According to Carol Thomas Neely, Thomas Wyatt (1503-1542) and Henry Howard, Earl of Surrey (1517-1547) brought the Petrarchan sonnet to England and assimilated it into the English Renaissance culture by changing the traditional Italian rhyme scheme, “a-b-b-a-a-b-b-a” octet and the “c-d-e-c-d-e” sextet, to a more fitting English rhyme with three quatrains and a rhyme scheme of “a-b-a-b, c-d-c-d, e-f-e-f” with a final couplet, “g-g”. This form, in iambic pentameter, later became associated with Shakespeare, as a majority of Shakespeare’s sonnets follow this form with few exceptions.

As seen in Sonnet 125, the meter of the poem or the rhyme scheme is occasionally altered from the typical “a-b-a-b, c-d-c-d, e-f-e-f, g-g” structure. Sonnet 125 uses a varying rhyme scheme of a-b-a-b, c-d-c-d, e-a-e-a, f-f, with “free” (line 10) and “thee” (line 12) corresponding to the rhyme of “canopy” in line 1 and “eternity” in line 3. There are many views as to why Shakespeare chose to vary the rhyme scheme in Sonnet 125.

Philip McGuire believes this type of free verse is meaningful. McGuire argues that Shakespeare, with his variation in verse, is claiming to not be a “dweller on form” (line 5) and “free” (line 10) from the repetitive form of the traditional “English sonnet”, adding to the symbolism contained in the lines. McGuire also states that the speaker of the sonnet exclaim’s that his “oblation” (line 10 ) to his beloved is “poor but free” (line 10) and “knows no art/, But mutual render, only me for thee” (lines 11-12) which directly pertains to the rhyme scheme, as rhyme in itself is “mutual render” (line 12), dependent on two separate words to exist. The speaker states that his art is “poor but free”, “poor” in a sense that it is missing one of the perfect seven rhymes found in typical sonnet structure, but has only six, an imperfect structure missing an important piece, alluding to the mindset of the speaker in his loss of the Fair Youth’s affections, directly corresponding to the “mutual render” embodied in the rhyme scheme and the “mutual render” he feels towards his beloved. In effect, the atypical character of the “mutual render” binding the a rhymes of sonnet 125 is a literal testimony of the selfless generosity that the speaker ascribes to the “mutual render” he and his beloved share - “only me for thee”.

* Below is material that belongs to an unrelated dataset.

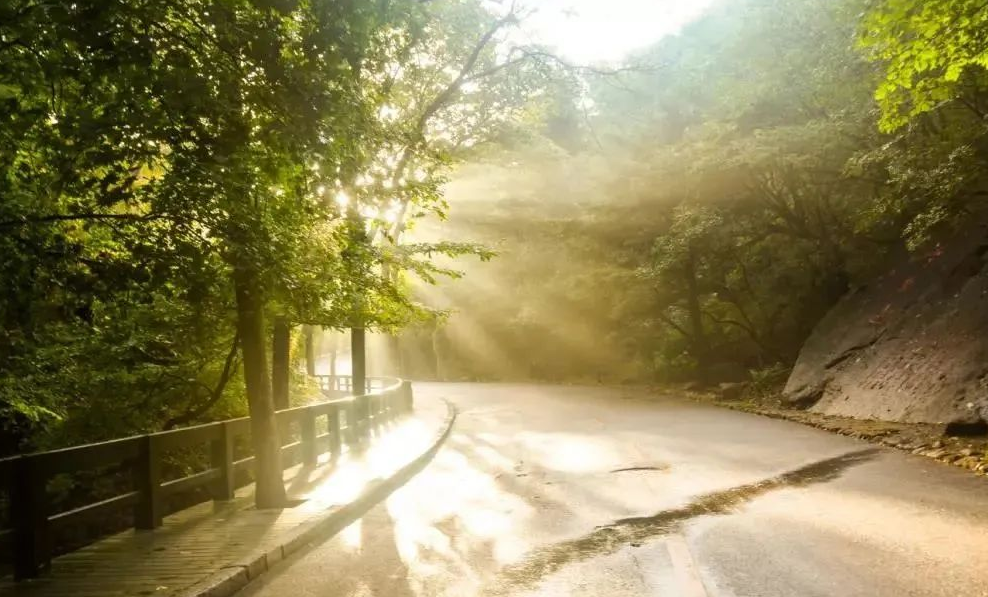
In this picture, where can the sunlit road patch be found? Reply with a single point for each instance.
(546, 491)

Helen Hennessy Vendler agrees that Shakespeare’s variation in verse is a deliberate emphasis on the symbolism and meaning to the speaker’s words. Vendler comments on the intention of the rhyme scheme, claiming that Shakespeare as a poet is conscious of grammatical and syntactic possibility as “ingredients of invention” and he “routinely, but not idly, varies tense, mood, subject-position, and clause-patterns in order to make conceptual or rhetorical points”. Vendler acknowledges Shakespeare’s art within words and claims that any variation to the rhyme scheme is intended to add purpose to the poem itself.

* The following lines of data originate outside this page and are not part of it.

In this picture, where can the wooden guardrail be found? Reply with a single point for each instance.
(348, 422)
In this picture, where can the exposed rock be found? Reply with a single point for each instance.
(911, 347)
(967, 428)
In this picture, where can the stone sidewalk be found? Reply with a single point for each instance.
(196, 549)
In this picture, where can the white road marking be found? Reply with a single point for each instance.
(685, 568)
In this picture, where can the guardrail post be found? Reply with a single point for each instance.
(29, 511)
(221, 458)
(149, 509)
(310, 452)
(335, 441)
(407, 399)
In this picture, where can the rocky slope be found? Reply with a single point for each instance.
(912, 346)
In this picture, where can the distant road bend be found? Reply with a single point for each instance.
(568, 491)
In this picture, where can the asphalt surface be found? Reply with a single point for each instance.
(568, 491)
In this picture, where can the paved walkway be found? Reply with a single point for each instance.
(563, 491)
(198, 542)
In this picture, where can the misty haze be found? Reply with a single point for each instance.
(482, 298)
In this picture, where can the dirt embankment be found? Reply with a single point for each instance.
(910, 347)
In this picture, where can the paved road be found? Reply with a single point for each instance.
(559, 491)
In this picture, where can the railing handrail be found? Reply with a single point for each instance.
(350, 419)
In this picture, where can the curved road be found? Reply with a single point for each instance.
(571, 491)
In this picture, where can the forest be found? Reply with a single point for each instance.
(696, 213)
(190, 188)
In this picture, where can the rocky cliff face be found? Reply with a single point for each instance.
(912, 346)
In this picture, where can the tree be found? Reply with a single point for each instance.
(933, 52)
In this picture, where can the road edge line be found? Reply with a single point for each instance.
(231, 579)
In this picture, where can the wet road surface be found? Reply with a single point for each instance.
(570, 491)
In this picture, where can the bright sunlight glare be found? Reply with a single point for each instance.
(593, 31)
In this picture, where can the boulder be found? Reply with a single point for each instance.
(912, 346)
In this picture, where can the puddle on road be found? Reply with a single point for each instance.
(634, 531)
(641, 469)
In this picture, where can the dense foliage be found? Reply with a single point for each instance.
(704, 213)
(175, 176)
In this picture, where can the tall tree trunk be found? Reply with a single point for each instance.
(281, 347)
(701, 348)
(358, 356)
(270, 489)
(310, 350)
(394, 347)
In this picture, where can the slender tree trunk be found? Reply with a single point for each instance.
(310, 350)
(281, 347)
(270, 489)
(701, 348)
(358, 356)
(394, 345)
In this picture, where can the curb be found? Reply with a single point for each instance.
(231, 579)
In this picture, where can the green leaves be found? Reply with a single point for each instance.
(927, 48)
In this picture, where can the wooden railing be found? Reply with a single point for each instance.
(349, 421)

Paul Edmondson and Stanley Wells also argue that varying rhyme scheme is intensional but is not necessarily premeditated to attach further symbolism to the speaker’s words. Rather, states Edmondson and Wells, the altered rhyme scheme, if not only for the literal symbolism contained in the lines, is meant to keep the mind of the reader engaged. To go further, Edmondson and Wells believe that the variation of the rhyme mirrors the fluctuation of the poet’s emotions and thoughts as he writes, or the emotional uncertainty of the speaker, conveyed to the reader through the abnormal rhyme pattern.